Чувствуя безмолвие за столом и в этом молчании тревожно коснувшийся его зрачков взгляд Валерии, он отпил глоток компота и сказал насильно спокойно, насколько возможно внушая ей, что ничего страшного не произошло:
— Здесь ничему не нужно удивляться. Знаешь сама. Здесь хороший тон — излишняя роскошь.
— Да, знаю. — Она положила руку на его рукав, с тихим усердием погладила. — Я с тобой, Игорь. Что бы ни было.
— Мы посидим еще немного. Так надо.
— Как живут? Темнота и дикость! Разве это люди? — заговорил Улыбышев, и его замученные отсырелые глаза отразили настигающую гибель. — Я ненавижу, презираю дикость, злобу!.. Эту ругань, мат. Эти драки! Почему столько жестокости в людях, Игорь Мстиславович? И вы… вы тоже умеете драться? Когда вы ударили его, у вас было такое лицо…
— Какое? — перебил Дроздов. — Не интеллигентное? Очень сожалею. Забыл про хороший тон, вежливую улыбку и слова «отнюдь» и «весьма».
— Я не хочу… я ненавижу человеческую злобу, — забормотал Улыбышев. — Так нельзя жить, мы все превратимся в зверей…
— Запоздалая ненависть, — недобро сказал Дроздов, отодвигая стакан с недопитым компотом, пахнущим плесенной затхлостью. — Ненависть хорошо пригодилась бы вам возле костра.
Улыбышев ослабленно поник, проговорил с робостью:
— Вы меня… простить не можете?
— Пожалуй.
Улыбышев мотнул отросшими волосами и, блуждая горящим взором безумного, заговорил горячо, покаянно, запинаясь от поспешности:
— Простите меня… Я виноват, я струсил, я достоин, достоин презрения… Я достоин…
И, сжав обеими руками горло, замычал, как под пыткой.
— Перестаньте, будьте мужчиной, — сердито сказала Валерия и, потеребив рукав Дроздова, показала бровями на столы. — Послушай, что говорят. Мне что-то не по себе.
С недалекого стола сквозь общий шум доходил причмокивающий голос беззубой старухи:
— Умер он, милая, три месяца назад. Похоронила я его. А потом березку у окна попросила срубить. Сижу, корочку жую, плачу, одна — в окно смотрю: может, Алешенька с кладбища домой идет. Чего ж ты смеешься, девушка? С какой такой радости?

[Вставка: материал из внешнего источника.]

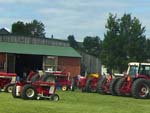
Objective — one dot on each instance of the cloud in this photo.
(20, 1)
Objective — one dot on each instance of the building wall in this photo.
(69, 64)
(33, 40)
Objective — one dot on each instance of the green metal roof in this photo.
(37, 49)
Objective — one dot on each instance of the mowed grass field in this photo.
(75, 102)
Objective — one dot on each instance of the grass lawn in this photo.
(75, 102)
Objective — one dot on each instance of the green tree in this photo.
(92, 45)
(123, 42)
(33, 29)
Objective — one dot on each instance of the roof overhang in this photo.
(34, 49)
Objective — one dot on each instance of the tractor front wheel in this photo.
(29, 92)
(64, 88)
(55, 97)
(140, 89)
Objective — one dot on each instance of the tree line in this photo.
(124, 41)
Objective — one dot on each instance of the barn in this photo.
(21, 54)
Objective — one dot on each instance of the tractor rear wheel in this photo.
(9, 88)
(113, 86)
(14, 92)
(118, 86)
(29, 92)
(35, 78)
(72, 86)
(64, 88)
(140, 89)
(88, 86)
(99, 85)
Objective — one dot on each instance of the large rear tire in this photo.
(112, 87)
(140, 89)
(29, 92)
(9, 88)
(99, 85)
(35, 78)
(14, 92)
(72, 86)
(119, 84)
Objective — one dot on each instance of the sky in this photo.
(80, 18)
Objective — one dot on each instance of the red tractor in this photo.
(62, 79)
(7, 81)
(106, 84)
(136, 81)
(43, 87)
(103, 85)
(86, 84)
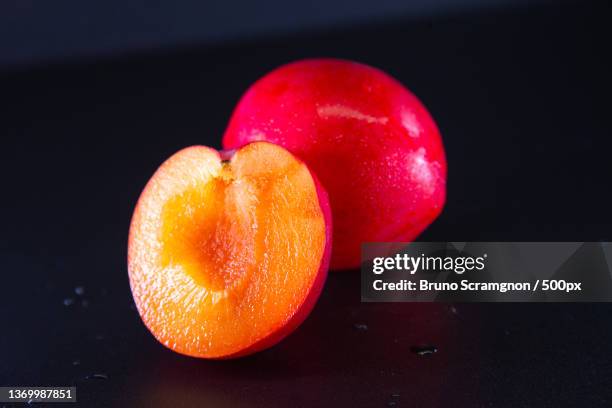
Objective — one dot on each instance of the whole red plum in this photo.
(371, 142)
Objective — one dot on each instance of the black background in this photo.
(522, 99)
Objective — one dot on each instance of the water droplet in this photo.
(424, 350)
(97, 376)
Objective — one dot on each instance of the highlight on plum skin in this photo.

— Обхохочешься! Это мертвый-то с кладбища? В белых тапочках? Заскок у тебя, бабка, зажилась ты, сбрендила! — звонко отозвалась девица с бойкими сорочьими глазами. — Дура ты, бабка! Из ума выжила!
— Май месяц — гремучий в тайге, люди говорили — грозы идут. Не сейчас, а раньше было. Сейчас и гроз никаких. Дожж сеет, как осенью. Как теперь вот. Всю природу перелопачили.
— А я т-тебе говорю, суп хорош, когда в нем свинья искупалась! — свирепо гудел кто-то в углу чайной. — А ты мне — гундишь: жри свинину! Резиновый сапог это, а не свинина! Я лучше стакашку опрокину заместо супа! Дерьмом вас на стройке кормят, а народ молчит, как умный.
— А русский народ испокон века безмолвствует. Потому дурак лопоухий. Ездят на нем, как на осле. После войны думали: наладится. А вышло: большой гвоздь в сумку. Воевали-то воевали, а ни хрена не завоевали!
— На пятую коммунистическую стройку приехал, а что проку? Все хужей и хужей. Ни жратвы, ни тряпок.
— Ежели в тридцать четвертом году Сталин ушел в отставку, а Брежнев в семьдесят четвертом, то мы жили в — во как!
— Цыц, пятьдесят восьмая статья по тебе плачет! Ты тут сметану не разливай! А то по ушам — и на сковородку!
— А мне один хрен, где резиновый сапог жрать!
— Подождем официантку, расплатимся и уйдем, — сказал Дроздов. — Я устал. И мне тоже не по себе.